Он вел машину, соображая, в каком месте выставить ограждение. Дорога, ведущая к его дому, ответвлялась от шоссе под углом в девяносто градусов и, сделав крутой поворот, тянулась некоторое время почти параллельно шоссе. У самого перекрестка ограждение будет чересчур бросаться в глаза, с таким же успехом его можно поставить на повороте.

Это было минутное дело. Остановившись за поворотом, он поставил стойки, положил на них перекладину. Дорога была перекрыта.
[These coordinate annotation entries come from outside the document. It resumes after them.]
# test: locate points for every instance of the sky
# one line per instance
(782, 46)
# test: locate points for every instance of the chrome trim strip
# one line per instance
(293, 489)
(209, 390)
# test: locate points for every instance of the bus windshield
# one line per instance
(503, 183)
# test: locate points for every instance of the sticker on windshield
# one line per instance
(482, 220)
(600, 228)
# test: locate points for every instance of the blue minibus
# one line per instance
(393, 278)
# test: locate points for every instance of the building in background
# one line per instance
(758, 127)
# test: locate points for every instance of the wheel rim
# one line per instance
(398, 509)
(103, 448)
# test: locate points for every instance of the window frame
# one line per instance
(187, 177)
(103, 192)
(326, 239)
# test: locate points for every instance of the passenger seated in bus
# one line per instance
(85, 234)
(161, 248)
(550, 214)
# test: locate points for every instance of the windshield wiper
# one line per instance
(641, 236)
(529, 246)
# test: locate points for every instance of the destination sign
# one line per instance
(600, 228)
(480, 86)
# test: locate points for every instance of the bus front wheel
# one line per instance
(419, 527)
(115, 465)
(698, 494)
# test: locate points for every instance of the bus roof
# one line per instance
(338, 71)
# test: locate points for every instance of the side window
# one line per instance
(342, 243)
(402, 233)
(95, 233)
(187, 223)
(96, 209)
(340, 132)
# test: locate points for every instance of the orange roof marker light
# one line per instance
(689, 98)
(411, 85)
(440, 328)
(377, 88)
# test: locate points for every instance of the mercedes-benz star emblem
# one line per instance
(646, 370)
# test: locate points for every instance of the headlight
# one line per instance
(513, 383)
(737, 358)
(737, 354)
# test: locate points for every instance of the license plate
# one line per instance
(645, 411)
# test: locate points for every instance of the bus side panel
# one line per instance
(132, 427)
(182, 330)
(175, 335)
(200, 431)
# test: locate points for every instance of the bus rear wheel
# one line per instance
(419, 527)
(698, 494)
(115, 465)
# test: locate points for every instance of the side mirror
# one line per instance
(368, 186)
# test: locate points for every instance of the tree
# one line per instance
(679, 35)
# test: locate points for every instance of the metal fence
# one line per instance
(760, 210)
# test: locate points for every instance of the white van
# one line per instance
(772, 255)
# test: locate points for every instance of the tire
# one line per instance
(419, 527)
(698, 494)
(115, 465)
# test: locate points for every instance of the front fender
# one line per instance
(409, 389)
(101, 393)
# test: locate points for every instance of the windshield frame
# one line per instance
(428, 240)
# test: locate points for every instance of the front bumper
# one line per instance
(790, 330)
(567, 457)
Не доезжая до конца небольшого подъема, который вел к дому, он заранее выключил двигатель и погасил фары. Остаток подъема машина одолела по инерции. Машина без света тихо выкатилась с дороги на лужайку. Было половина пятого.

Он посидел, прислушиваясь. Слышался только шум ветра в деревьях, иногда шорох какого‑нибудь зверька или хруст сломанной ветки. Из дому не доносилось ни звука. Скоро уже рассвет.

Кейт спросила:

– Где ты был?

Но она не проснулась. Когда наутро она сказала ему, что ночью ей показалось, будто бы он уходил, а потом вернулся, он только пожал плечами: «Ну да, выходил разок в туалет».

 

 

Несколько дней он был счастлив. К этому счастью примешивалась легкая тревога. Что, если вдруг шериф обнаружит перекладину на дороге? Или увидит кто‑нибудь из соседей и сообщит? Или друзья вдруг не послушают его и приедут? Но никто не являлся.

Раз в день он снимал одну перекладину, отодвигал в сторону подпорку и проезжал на машине. Он снова наведался к запертой мастерской. Съездил в соседний город и нашел там техника, но прийти не пригласил. Не позвонил он и в телефонную компанию. Снимая и возвращая на место перекладину, сдвигая и ставя обратно подставку, он испытывал приятное ощущение. Он чувствовал себя хозяином замка, который отпирает и запирает ворота.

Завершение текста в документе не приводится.